MANIFESTO OF SURREALISM
BY ANDRÉ BRETON (1924)
So strong is the belief in life, in what is most fragile in life – real life, I mean – that in the end this belief is lost. Man, that inveterate dreamer, daily more discontent with his destiny, has trouble assessing the objects he has been led to use, objects that his nonchalance has brought his way, or that he has earned through his own efforts, almost always through his own efforts, for he has agreed to work, at least he has not refused to try his luck (or what he calls his luck!). At this point he feels extremely modest: he knows what women he has had, what silly affairs he has been involved in; he is unimpressed by his wealth or his poverty, in this respect he is still a newborn babe and, as for the approval of his conscience, I confess that he does very nicely without it. If he still retains a certain lucidity, all he can do is turn back toward his childhood which, however his guides and mentors may have botched it, still strikes him as somehow charming. There, the absence of any known restrictions allows him the perspective of several lives lived at once; this illusion becomes firmly rooted within him; now he is only interested in the fleeting, the extreme facility of everything. Children set off each day without a worry in the world. Everything is near at hand, the worst material conditions are fine. The woods are white or black, one will never sleep.
But it is true that we would not dare venture so far, it is not merely a question of distance. Threat is piled upon threat, one yields, abandons a portion of the terrain to be conquered. This imagination which knows no bounds is henceforth allowed to be exercised only in strict accordance with the laws of an arbitrary utility; it is incapable of assuming this inferior role for very long and, in the vicinity of the twentieth year, generally prefers to abandon man to his lusterless fate.
Though he may later try to pull himself together on occasion, having felt that he is losing by slow degrees all reason for living, incapable as he has become of being able to rise to some exceptional situation such as love, he will hardly succeed.
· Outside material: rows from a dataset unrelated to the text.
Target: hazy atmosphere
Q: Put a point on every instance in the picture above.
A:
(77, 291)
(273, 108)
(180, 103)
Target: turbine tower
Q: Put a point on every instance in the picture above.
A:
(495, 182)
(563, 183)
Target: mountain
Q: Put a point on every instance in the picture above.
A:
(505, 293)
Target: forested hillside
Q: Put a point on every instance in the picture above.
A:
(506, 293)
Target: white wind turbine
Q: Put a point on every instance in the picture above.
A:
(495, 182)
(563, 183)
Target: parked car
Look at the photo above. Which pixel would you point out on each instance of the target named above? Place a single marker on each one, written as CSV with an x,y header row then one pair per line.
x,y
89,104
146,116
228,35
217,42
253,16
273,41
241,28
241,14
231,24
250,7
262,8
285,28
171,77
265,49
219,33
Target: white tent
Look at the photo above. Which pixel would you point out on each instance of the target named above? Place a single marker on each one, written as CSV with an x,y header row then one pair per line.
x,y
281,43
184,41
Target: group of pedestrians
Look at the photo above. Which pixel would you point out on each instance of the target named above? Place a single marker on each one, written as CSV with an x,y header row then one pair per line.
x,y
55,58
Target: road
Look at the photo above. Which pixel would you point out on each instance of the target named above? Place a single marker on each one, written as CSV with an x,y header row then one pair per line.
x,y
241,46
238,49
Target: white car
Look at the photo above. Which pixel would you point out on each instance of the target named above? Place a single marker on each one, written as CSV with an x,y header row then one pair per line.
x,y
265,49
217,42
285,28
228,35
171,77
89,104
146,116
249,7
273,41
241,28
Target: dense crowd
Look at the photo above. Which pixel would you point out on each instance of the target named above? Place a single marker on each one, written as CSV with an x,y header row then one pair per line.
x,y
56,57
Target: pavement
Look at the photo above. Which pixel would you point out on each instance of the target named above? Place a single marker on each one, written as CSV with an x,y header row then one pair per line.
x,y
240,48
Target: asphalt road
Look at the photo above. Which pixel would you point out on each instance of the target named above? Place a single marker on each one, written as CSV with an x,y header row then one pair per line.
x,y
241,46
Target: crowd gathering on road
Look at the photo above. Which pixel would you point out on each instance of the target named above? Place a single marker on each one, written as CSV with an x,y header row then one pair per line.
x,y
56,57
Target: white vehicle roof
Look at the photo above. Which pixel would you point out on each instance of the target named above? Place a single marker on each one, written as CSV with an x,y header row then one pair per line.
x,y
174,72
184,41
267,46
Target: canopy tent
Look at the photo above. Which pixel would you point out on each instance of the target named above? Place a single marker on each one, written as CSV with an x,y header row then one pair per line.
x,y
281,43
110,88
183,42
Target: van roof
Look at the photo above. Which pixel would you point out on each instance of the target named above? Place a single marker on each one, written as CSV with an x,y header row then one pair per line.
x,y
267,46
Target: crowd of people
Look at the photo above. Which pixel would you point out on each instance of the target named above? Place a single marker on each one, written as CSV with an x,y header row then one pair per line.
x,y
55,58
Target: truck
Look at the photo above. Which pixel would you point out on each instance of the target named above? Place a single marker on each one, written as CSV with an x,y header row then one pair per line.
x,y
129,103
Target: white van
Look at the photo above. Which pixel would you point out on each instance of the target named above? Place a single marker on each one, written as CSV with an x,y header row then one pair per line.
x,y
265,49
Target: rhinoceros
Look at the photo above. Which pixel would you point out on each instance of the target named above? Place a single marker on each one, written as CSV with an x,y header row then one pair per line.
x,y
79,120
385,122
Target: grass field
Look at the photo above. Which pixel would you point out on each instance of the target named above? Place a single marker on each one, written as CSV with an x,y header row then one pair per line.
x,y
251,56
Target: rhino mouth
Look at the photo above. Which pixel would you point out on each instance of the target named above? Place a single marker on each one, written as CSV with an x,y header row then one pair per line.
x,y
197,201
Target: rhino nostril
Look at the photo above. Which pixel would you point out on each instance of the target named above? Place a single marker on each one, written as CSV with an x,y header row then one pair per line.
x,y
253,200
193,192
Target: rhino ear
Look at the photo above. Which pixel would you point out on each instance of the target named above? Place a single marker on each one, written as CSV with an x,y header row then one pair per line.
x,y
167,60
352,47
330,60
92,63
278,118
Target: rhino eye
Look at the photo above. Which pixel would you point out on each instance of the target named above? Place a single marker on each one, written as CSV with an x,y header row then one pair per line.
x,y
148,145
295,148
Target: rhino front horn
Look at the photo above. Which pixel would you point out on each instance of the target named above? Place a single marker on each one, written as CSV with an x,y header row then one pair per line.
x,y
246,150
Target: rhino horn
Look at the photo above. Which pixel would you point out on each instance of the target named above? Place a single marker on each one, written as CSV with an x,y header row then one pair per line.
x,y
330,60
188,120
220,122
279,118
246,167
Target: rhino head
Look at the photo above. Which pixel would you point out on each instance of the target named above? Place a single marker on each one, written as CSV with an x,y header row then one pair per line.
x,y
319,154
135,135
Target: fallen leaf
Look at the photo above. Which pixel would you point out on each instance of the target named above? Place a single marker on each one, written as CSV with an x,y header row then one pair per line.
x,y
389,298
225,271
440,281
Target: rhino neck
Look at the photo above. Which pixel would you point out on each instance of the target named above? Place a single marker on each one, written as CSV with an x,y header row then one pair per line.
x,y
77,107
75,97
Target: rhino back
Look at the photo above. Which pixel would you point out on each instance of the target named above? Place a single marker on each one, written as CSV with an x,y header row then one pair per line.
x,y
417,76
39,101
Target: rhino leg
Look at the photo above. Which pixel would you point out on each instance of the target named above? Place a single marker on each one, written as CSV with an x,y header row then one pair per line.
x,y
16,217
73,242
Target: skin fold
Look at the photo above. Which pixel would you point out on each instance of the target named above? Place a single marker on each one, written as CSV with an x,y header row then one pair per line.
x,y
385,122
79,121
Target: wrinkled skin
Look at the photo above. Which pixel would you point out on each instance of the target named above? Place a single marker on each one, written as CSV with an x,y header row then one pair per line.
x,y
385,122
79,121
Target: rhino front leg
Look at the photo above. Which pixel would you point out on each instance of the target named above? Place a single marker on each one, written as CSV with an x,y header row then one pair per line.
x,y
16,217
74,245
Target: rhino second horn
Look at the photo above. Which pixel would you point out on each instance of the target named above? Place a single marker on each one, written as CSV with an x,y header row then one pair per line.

This is because he henceforth belongs body and soul to an imperative practical necessity which demands his constant attention. None of his gestures will be expansive, none of his ideas generous or far-reaching. In his mind’s eye, events real or imagined will be seen only as they relate to a welter of similar events, events in which he has not participated, abortive events. What am I saying: he will judge them in relationship to one of these events whose consequences are more reassuring than the others. On no account will he view them as his salvation.
Beloved imagination, what I most like in you is your unsparing quality.